The web summary web_summary.html is the first file we look at after Space Ranger is done running because it tells us if the run was successful. It provides general quality control statistics and visualizations. These include clustering results using k-means and graph-based clustering methods visualized on reduced dimensions such as t-SNE and UMAP. One metric that you might want to check is the number of reads per spot overlapping tissue, since according to 10x Genomics, you should target 50,000 mean reads per spot. If you are too low, the median number of genes per spot will suffer and you might need to consider sequencing your cDNA library a bit more.

Basic summary portion of the `web_summary.html` file.

Figure 5.3: Basic summary portion of the web_summary.html file.

The .cloupe file is also useful for checking the quality of the data. There is more information on this file in the Loupe Browser chapter of this book.

5.7 Import outputs into R

Here, we use the SpatialExperiment package to store the data from Space Ranger and VistoSeg (see below) in one convenient object (spe). Below is an example of the code we use to build the spe object.

Example `SpatialExperiment::read10xVisium()` function call. This example will load the data from multiple Visium tissue sections since `sample_info$sample_path` and `sample_info$sample_id` are vectors of length greater than one. This can be quite useful for downstream analyses where you want to perform quality control, dimension reduction, clustering, etc across all Visium tissue sections instead of one tissue section at a time.

Figure 5.4: Example SpatialExperiment::read10xVisium() function call. This example will load the data from multiple Visium tissue sections since sample_info$sample_path and sample_info$sample_id are vectors of length greater than one. This can be quite useful for downstream analyses where you want to perform quality control, dimension reduction, clustering, etc across all Visium tissue sections instead of one tissue section at a time.

5.8 VistoSeg for quantifying cells per spot

As was explained earlier in What is VistoSeg?, VistoSeg is a MATLAB pipeline that can be used to estimate the number of cells per spot, which can used for downstream analyses (Tippani et al. (2022)). It is ideal to first segment the bright field images as described in the Image segmentation chapter. VistoSeg can also be used prior to running Loupe as it can help create high resolution images for each Visium tissue section. In particular, VistoSeg provides a graphical user interface (GUI) that can be be used for counting the number of cells or nuclei in the Visium spots of a given tissue capture area. This is described in detail in the VistoSeg documentation website chapter 4.

A screenshot of the `spotspotcheck` GUI from `VistoSeg` that can be used for counting the number of cells or nuclei per Visium spot. Source: [`VistoSeg`](http://research.libd.org/VistoSeg/step-4-gui-to-count-nuclei-in-a-visium-spot.html).

Figure 5.5: A screenshot of the spotspotcheck GUI from VistoSeg that can be used for counting the number of cells or nuclei per Visium spot. Source: VistoSeg.

The spotspotcheck GUI, will allow the user to visually inspect the nuclei segmentations along with generating nuclei counts per Visium spot for each capture area. The countNuclei MATLAB function is the command line version for spotspotcheck which only extracts the number of cells/nuclei per Visium spot without any visualization. The output is saved in a spreadsheet file (tissue_spot_counts.csv) that contains one row per Visium spot barcode and a column with the estimated number of cells per spot. The data for nuclei counts for the tissue per Visium spot can then be incorporated with the outputs of Space Ranger by being stored in the SpatialExperiment or similar object or used for downstream analysis such as in (Maynard and Collado-Torres et al. (2021)).

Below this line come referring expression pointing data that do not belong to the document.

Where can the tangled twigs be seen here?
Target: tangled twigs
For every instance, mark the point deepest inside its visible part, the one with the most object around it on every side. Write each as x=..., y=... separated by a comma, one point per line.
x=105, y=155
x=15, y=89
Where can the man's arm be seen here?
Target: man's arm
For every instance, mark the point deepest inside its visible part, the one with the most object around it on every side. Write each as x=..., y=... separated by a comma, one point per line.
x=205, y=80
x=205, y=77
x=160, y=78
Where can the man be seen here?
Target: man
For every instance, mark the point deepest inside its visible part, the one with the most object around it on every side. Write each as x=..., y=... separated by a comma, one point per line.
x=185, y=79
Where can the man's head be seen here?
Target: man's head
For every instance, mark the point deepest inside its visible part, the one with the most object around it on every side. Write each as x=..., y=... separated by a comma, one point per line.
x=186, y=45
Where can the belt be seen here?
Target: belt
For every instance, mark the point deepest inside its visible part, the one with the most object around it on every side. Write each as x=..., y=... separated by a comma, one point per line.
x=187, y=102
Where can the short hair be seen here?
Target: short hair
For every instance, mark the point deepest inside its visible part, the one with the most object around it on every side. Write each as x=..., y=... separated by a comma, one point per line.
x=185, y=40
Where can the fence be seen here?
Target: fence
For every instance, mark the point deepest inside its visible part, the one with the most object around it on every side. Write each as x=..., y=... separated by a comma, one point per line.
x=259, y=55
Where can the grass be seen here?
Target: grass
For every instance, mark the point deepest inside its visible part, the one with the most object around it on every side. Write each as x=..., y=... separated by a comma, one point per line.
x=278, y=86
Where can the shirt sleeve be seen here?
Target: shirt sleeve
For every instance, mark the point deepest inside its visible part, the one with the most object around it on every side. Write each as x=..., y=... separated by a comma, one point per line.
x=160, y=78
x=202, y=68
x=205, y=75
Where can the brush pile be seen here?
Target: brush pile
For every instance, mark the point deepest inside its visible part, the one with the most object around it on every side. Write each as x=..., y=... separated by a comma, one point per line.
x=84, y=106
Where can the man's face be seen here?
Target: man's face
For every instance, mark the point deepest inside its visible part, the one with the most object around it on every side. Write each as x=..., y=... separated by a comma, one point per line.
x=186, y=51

For more information about VistoSeg please see its documentation website.

5.9 Wrapping up

By now you are familiar with how to use Loupe to align your images with the Visium fiducial frame, how to run spaceranger count to process the gene expression data, and how VistoSeg can help you with creating the images for Loupe as well as estimating the number of spots per cell. You are now ready to continue with downstream analyses using R packages (e.g. from Bioconductor) or Python packages.